When you run kubectl apply -f <file.yaml>, here’s what happens step by step:
1. Client-side (kubectl)
- kubectl reads and parses the YAML/JSON manifest
- It serializes it and sends an HTTP PATCH (or POST if new) request to the Kubernetes API server
2. API Server receives the request
- Authentication — is the caller who they say they are? (cert, token, OIDC)
- Authorization — does this user/serviceaccount have RBAC permission to create/update this resource?
- Admission Controllers — the request passes through mutating then validating webhooks (e.g. OPA/Gatekeeper can reject it here, cert-manager webhooks can mutate it, Pod Security Admission enforces SCCs/PSA)
- Schema validation — does the object match the CRD or built-in schema?
3. Persisted to etcd
- Once approved, the desired state is written to etcd — the cluster’s source of truth
- At this point
kubectl applyreturns success to you
4. Controllers react (the reconciliation loop)
- The relevant controller (Deployment controller, ReplicaSet controller, StatefulSet controller, etc.) is watching etcd via the API server
- It detects the delta between desired state (what you just wrote) and current state (what’s running)
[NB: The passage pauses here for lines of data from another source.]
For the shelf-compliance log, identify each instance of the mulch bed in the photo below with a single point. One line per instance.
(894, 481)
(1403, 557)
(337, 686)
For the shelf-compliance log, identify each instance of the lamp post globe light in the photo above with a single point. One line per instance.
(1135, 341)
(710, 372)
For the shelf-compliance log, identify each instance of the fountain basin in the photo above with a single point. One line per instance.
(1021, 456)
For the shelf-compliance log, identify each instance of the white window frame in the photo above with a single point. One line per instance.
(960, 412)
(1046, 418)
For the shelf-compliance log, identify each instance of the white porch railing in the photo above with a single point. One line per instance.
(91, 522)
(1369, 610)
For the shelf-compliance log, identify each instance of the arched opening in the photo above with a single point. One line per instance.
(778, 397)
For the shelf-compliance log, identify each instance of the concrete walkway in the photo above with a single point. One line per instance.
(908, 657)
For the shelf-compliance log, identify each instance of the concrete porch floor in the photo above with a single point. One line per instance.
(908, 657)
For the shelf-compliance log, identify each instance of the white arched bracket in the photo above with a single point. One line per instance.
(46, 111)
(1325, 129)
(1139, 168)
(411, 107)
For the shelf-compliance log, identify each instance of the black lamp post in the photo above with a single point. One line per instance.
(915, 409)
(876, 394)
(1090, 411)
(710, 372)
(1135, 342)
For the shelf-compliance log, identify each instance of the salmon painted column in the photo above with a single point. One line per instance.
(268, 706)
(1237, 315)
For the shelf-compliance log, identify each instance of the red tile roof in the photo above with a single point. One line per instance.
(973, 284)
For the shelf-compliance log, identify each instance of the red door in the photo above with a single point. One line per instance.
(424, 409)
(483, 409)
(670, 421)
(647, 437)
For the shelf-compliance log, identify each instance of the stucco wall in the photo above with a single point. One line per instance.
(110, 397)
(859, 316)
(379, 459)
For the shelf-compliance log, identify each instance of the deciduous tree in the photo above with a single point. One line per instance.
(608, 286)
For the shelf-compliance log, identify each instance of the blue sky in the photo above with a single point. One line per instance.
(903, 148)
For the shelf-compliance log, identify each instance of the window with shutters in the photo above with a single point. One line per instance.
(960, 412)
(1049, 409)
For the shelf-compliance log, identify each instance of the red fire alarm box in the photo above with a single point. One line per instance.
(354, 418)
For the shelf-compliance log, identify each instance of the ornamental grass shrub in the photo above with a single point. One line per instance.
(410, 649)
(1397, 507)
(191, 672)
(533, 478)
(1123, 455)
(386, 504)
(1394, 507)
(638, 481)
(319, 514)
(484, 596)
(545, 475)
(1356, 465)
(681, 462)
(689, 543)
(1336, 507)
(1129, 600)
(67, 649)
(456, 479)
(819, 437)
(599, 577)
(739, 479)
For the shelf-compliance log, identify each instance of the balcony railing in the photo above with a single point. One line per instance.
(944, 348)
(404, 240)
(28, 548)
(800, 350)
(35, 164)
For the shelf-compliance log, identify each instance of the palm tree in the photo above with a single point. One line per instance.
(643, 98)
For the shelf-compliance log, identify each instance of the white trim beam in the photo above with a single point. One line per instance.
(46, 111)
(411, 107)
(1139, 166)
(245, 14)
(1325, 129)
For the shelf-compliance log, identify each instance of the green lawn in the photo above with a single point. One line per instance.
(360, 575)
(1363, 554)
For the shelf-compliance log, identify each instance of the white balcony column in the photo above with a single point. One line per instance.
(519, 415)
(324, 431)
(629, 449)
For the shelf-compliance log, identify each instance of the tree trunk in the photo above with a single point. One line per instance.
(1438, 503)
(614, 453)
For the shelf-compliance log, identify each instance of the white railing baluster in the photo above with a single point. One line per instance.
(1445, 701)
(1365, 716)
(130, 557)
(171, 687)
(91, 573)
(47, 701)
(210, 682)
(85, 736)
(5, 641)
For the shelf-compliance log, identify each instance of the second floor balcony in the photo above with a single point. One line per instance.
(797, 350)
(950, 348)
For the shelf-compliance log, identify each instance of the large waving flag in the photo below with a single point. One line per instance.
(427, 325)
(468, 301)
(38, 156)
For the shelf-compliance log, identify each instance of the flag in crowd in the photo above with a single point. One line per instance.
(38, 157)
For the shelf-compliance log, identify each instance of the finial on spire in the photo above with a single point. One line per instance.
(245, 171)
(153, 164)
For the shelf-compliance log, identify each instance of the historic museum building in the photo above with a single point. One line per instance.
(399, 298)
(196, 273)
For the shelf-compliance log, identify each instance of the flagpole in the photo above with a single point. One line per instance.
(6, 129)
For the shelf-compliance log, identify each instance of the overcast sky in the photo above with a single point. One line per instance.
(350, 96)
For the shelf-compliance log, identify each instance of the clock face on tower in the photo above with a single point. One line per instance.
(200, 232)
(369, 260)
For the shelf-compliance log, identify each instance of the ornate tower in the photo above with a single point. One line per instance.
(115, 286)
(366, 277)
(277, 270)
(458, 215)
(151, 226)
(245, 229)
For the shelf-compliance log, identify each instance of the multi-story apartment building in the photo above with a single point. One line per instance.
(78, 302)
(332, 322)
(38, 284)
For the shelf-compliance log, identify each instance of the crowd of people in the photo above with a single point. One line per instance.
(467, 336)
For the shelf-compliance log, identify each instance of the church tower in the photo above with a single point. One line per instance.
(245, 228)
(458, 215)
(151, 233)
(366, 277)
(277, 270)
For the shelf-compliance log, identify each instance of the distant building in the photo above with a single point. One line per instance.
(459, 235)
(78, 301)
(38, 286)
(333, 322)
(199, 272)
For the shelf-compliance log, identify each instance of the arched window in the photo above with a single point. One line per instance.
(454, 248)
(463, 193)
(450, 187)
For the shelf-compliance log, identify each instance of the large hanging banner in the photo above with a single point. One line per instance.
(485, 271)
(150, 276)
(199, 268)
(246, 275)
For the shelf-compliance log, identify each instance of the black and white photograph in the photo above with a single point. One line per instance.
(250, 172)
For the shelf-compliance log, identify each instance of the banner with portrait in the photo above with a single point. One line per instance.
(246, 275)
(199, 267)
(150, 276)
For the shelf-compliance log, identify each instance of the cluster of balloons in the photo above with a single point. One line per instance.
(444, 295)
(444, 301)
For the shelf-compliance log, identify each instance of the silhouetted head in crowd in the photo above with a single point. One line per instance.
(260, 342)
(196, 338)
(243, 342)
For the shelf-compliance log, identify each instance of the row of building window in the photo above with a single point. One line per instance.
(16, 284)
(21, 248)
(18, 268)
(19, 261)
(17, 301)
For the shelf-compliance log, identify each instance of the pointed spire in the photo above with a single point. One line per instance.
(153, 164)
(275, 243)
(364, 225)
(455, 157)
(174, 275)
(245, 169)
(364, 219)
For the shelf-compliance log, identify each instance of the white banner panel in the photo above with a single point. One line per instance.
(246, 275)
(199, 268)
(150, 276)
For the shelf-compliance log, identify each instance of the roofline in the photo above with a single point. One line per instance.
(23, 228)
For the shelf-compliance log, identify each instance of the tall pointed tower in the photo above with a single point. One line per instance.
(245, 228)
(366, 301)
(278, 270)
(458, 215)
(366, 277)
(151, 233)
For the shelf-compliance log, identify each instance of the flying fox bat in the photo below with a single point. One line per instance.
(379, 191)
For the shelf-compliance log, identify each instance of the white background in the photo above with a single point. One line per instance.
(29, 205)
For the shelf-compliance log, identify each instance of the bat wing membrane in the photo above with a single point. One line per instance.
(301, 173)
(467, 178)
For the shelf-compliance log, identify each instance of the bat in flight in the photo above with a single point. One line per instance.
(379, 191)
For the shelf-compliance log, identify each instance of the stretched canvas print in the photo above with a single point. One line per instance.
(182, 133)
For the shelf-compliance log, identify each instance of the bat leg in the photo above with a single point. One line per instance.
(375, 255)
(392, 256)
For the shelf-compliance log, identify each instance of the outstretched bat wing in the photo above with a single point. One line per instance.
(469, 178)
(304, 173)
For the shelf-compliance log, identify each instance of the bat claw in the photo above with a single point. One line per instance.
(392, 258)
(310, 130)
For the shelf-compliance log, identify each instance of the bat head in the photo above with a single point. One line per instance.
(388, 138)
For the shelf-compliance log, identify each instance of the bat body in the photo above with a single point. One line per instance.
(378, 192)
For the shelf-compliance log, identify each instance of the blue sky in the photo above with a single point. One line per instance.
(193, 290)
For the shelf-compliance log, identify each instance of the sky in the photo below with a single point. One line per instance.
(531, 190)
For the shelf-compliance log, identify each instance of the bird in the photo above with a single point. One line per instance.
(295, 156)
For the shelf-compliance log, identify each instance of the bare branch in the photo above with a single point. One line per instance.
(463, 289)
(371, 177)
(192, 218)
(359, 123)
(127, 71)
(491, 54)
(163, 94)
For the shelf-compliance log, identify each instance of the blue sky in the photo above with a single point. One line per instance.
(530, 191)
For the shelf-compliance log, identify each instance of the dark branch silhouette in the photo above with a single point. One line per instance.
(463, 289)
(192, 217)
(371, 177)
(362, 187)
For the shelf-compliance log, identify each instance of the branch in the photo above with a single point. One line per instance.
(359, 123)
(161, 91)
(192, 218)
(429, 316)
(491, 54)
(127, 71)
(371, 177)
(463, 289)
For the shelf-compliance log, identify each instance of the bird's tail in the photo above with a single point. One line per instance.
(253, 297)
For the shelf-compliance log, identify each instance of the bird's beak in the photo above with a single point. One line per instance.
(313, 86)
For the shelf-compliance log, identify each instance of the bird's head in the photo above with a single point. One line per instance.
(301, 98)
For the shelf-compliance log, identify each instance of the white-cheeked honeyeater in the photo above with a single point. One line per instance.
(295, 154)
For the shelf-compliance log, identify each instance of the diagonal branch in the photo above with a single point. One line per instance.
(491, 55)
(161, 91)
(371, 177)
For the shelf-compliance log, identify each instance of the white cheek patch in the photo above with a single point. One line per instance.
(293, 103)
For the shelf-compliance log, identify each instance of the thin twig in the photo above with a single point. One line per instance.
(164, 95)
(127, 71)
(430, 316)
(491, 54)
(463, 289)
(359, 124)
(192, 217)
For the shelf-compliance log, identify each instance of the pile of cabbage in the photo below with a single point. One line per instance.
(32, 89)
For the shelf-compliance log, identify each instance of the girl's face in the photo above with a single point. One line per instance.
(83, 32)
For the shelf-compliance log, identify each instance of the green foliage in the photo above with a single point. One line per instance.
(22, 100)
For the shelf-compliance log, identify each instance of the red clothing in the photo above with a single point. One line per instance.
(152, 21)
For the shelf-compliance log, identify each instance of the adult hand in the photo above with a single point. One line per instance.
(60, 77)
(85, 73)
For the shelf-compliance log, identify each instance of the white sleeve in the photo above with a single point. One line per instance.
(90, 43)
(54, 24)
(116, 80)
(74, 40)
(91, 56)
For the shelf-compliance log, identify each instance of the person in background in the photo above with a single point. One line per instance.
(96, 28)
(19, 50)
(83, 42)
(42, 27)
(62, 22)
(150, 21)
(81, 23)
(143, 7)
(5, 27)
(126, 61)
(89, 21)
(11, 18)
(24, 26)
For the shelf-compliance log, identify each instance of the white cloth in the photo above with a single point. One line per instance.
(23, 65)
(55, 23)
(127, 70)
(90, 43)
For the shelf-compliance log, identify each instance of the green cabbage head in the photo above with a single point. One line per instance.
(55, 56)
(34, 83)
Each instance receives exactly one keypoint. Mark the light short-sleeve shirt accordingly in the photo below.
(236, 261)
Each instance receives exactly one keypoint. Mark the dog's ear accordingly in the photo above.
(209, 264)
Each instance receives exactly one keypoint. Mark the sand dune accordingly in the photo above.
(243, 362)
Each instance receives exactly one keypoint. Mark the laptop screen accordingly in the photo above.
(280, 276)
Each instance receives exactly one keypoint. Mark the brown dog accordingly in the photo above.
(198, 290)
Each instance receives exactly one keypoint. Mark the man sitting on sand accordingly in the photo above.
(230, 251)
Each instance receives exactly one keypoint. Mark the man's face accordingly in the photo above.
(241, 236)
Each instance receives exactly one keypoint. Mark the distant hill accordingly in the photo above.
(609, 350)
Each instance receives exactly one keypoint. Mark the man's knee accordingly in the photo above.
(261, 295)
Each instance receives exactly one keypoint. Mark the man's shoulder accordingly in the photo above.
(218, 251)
- It acts to close that gap — e.g. creates Pods, updates a ReplicaSet
5. Scheduler
- New/unscheduled Pods are picked up by the kube-scheduler
- It evaluates node selectors, taints/tolerations, affinity rules, resource requests, and picks the best node
- It writes the node assignment back to etcd
6. kubelet on the target node
- The kubelet on the assigned node watches for Pods bound to it
- It calls the container runtime (containerd / CRI-O) to pull images and start containers
- It sets up volumes, mounts secrets/configmaps, configures liveness/readiness probes
- It reports Pod status back to the API server
7. kube-proxy / CNI
- If a Service was part of your manifest, kube-proxy updates iptables/ipvs rules on all nodes
- The CNI plugin (OVN-Kubernetes, Calico, Cilium, etc.) wires up the Pod network and applies NetworkPolicies
The key mental model is declarative reconciliation — you describe what you want, and Kubernetes continuously works to make reality match that description. Every controller runs an infinite loop: observe → diff → act.